I think your proposed solution is hard to implement because the way the Workflow Executor works is that it loads the workflow into a hidden metanode (you can see it if you enable the debug option in the Workflow Executor’s configuration) and then executes it. The metanode is part of the workflow with the Workflow Executor and changing the context of the metanode is not possible at the moment.
Kind regards,
Alexander

1 Like

Dear @AlexanderFillbrunn

Following further analysis on my side, I wonder whether or not there is a bug in Workflow Executor.

Using the official example on KNIME Hub → 01_Integrated_Deployment_Example, I have tried executing the written workflow from a workflow other than where the workflow has been written. And it works. This appears to contradict my assumptions here above.

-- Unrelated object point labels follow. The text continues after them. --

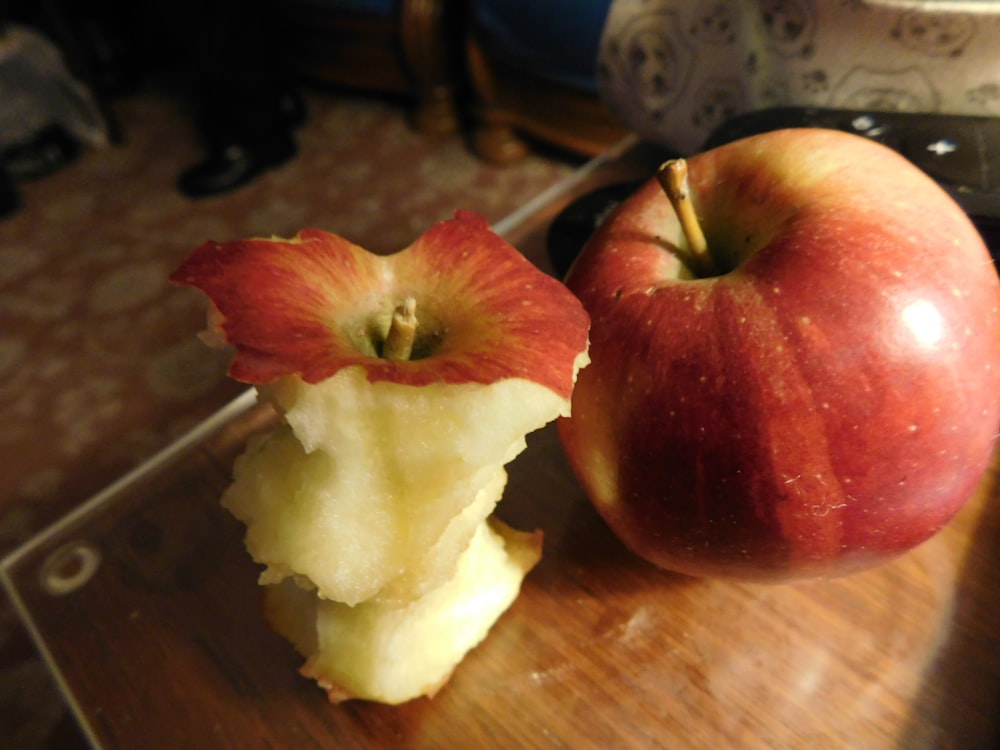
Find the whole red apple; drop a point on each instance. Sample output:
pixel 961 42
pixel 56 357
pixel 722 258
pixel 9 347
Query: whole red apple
pixel 825 396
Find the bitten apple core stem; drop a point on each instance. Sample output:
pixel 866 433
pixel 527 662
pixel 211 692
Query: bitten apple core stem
pixel 673 177
pixel 402 331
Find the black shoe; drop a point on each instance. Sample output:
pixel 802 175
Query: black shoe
pixel 293 109
pixel 10 197
pixel 234 166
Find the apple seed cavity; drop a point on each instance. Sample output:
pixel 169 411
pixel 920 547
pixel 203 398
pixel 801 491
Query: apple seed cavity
pixel 402 331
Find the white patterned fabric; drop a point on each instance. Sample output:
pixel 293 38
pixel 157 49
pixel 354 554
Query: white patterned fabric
pixel 674 70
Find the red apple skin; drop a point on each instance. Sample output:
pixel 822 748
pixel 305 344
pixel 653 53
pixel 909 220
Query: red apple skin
pixel 828 404
pixel 308 306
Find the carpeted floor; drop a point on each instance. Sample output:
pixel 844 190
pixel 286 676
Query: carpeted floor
pixel 99 364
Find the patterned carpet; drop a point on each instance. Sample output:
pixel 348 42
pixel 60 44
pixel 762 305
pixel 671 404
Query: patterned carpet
pixel 99 364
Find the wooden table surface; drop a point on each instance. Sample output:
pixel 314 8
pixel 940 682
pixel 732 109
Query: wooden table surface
pixel 164 646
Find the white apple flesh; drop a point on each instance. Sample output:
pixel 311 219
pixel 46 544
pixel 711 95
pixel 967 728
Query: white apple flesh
pixel 405 384
pixel 824 401
pixel 394 652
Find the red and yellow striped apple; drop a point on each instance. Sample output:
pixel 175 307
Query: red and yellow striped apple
pixel 810 387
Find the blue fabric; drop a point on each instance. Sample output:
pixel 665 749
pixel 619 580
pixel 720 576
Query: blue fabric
pixel 555 39
pixel 380 8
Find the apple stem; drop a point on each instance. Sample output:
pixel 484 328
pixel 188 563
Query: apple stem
pixel 673 177
pixel 402 331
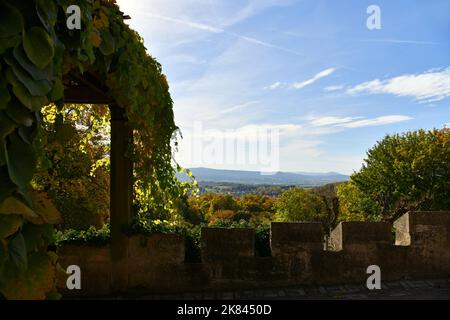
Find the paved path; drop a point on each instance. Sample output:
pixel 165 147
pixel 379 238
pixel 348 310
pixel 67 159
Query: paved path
pixel 436 289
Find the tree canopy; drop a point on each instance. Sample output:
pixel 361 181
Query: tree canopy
pixel 406 172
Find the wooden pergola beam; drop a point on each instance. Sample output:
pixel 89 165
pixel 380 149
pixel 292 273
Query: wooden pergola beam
pixel 88 90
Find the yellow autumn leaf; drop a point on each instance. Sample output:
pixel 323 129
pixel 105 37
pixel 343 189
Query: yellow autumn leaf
pixel 95 38
pixel 46 211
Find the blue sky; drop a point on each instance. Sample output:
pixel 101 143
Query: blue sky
pixel 310 69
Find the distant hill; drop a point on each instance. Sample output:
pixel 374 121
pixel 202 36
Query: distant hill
pixel 255 177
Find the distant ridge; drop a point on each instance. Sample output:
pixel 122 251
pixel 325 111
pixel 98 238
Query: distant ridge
pixel 255 177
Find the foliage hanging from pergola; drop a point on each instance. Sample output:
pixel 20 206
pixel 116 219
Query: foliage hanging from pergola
pixel 39 59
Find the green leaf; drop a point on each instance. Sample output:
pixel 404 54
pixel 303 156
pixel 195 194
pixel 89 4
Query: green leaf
pixel 20 114
pixel 107 45
pixel 57 92
pixel 35 72
pixel 35 87
pixel 45 208
pixel 9 42
pixel 4 98
pixel 47 12
pixel 6 185
pixel 18 252
pixel 11 21
pixel 33 103
pixel 38 46
pixel 6 126
pixel 9 224
pixel 65 132
pixel 21 161
pixel 27 134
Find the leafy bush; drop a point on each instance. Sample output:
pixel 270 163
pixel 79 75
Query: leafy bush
pixel 407 172
pixel 301 205
pixel 92 235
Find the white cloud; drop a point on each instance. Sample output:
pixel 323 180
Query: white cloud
pixel 357 122
pixel 376 121
pixel 274 85
pixel 424 87
pixel 328 121
pixel 334 88
pixel 320 75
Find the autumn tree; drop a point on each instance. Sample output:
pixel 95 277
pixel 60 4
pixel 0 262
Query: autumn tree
pixel 298 204
pixel 407 172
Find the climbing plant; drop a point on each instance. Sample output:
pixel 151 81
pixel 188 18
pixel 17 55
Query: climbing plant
pixel 37 51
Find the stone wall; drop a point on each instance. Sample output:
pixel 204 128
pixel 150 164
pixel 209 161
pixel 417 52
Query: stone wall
pixel 419 249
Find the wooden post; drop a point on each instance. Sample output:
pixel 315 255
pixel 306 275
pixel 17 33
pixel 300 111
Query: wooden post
pixel 121 196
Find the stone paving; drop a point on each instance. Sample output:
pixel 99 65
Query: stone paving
pixel 435 289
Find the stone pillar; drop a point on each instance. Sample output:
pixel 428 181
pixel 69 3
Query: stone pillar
pixel 121 196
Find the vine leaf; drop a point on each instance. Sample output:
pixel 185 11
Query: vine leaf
pixel 4 98
pixel 21 161
pixel 45 209
pixel 57 92
pixel 6 185
pixel 18 252
pixel 20 114
pixel 107 46
pixel 12 21
pixel 35 87
pixel 35 72
pixel 9 224
pixel 47 13
pixel 31 102
pixel 38 47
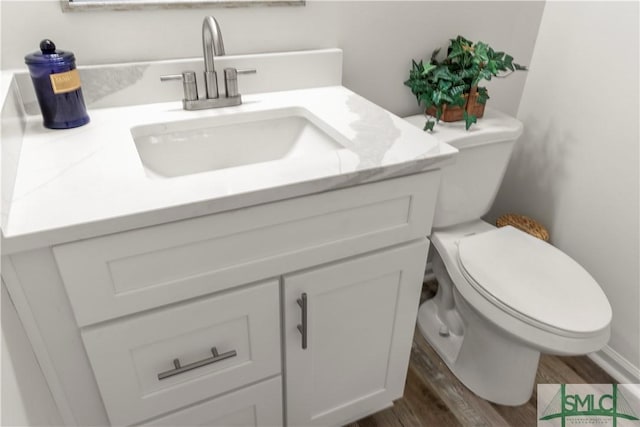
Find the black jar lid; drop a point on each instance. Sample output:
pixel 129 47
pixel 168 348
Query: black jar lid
pixel 48 54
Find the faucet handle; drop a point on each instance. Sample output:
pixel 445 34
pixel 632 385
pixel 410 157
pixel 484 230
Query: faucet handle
pixel 189 85
pixel 231 80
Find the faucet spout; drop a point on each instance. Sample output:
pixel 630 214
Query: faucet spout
pixel 212 46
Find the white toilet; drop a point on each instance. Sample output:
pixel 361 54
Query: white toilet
pixel 503 296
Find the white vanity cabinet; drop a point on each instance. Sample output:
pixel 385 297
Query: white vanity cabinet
pixel 348 332
pixel 108 314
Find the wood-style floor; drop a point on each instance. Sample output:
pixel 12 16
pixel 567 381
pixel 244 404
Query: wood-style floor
pixel 433 397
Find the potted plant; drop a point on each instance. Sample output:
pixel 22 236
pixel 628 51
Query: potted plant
pixel 449 90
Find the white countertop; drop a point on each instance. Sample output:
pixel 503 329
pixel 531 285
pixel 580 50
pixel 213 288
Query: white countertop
pixel 88 181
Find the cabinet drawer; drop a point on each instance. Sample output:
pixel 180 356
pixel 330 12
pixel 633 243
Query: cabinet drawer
pixel 124 273
pixel 128 356
pixel 259 405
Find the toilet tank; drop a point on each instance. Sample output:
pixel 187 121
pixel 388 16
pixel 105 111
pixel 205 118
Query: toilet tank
pixel 469 186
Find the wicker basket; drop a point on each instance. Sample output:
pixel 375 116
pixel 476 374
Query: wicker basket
pixel 524 223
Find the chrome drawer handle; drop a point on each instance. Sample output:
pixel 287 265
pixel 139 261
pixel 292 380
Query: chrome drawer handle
pixel 302 302
pixel 208 361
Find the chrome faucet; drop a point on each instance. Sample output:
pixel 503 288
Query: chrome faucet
pixel 212 46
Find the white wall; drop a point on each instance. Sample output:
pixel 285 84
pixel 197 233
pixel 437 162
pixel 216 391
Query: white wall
pixel 379 38
pixel 576 167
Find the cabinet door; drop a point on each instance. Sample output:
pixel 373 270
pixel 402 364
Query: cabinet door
pixel 360 317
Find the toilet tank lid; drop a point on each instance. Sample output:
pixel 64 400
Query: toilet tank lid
pixel 539 282
pixel 494 126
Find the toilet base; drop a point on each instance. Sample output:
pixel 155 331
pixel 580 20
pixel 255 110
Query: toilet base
pixel 491 364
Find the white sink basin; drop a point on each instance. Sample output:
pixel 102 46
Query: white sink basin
pixel 206 144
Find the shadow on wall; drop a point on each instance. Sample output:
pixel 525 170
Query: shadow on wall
pixel 536 173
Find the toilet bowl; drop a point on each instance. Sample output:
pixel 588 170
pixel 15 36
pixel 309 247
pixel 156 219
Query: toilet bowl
pixel 503 296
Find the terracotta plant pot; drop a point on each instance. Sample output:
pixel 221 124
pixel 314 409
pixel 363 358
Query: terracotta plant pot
pixel 455 113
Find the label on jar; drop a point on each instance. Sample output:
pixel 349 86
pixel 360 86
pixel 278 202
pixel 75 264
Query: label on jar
pixel 65 82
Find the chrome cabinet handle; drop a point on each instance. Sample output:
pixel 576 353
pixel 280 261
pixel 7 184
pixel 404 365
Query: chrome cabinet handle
pixel 302 302
pixel 208 361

This has lead me to further testing on my side regarding my own use case, which is as follows: predict a Naive Bayes model on a document vector. The prediction workflow, once written via Integrated Deployment, looks as follows:

  • two portobject reference reader nodes as input, i.e. one with a Naive Bayes model, another with a document vector;
  • one table input.

Under this configuration, Workflow Executor fails on both portobject reference reader nodes because it does not seem to find the source workflow’s data area.

However, if I modify the prediction workflow such that I only need the Naive Bayes model input (and inside the prediction workflow I then tediously import the document vector using a table reader and cell to model), the written workflow looks as follows:

  • one port object as input, for the Naive Bayes model;
  • one table input.

Interestingly, in this case, that is one port object, Workflow Executor has no trouble at all accessing the data area of the source workflow.

What does this exactly mean ?

Kind regards
Geo

Hi,
Thanks for your effort! Would it be possible for you to provide screenshots so it is easier for me to understand the differences? And is the Workflow Executor your only option, or is the Call Workflow Service node a feasible alternative?
Kind regards,
Alex

Hi,

Ok, I will try to provide screenshots later today.

As for your suggestion:

  • Call Workflow Service yields a workflow similar to the Model Factory, which is quite burdensome to set up: sending and receiving json configs, saving temporary files, packing and unpacking the model objects …

  • Call Workflow (Table Based) does not appear to be compatible with the Document type, otherwise that would be still yield a decent alternative workflow. See my ticket here: Call Workflow (Table Based) does not appear to support Document type

I currently see two workarounds for my use case:

  • changing the workflow as specified in my reply above, that is one single port, even though it is more fiddly because it still involves packing and unpacking the document vector. However, it is less burdensome than Call Workflow Service;
  • certainly terrible but it works: manually copying the source’s workflow’s data area objects to the executing workflow’s data area and then using Workflow Executor as advertised.

Kind regards
Geo

Hi Geo,
The Call Workflow Service node also supports passing flow variables and other port types to the called workflow. Would that not alleviate the issues with the JSON configs? You could even pass a table with Binary Object columns to send over files and models (Files to Binary Objects, Model to Binary Object nodes).
Kind regards,
Alexander

Hi @AlexanderFillbrunn,

Thank you for all those suggestions. I know about CWS’s ability to pass flow variables via the JSON object. Beyond this, despite having been able to adapt the model factory and running it successfully for the last 4 years, I still only have basic knowledge about the Call Workflow Service node itself.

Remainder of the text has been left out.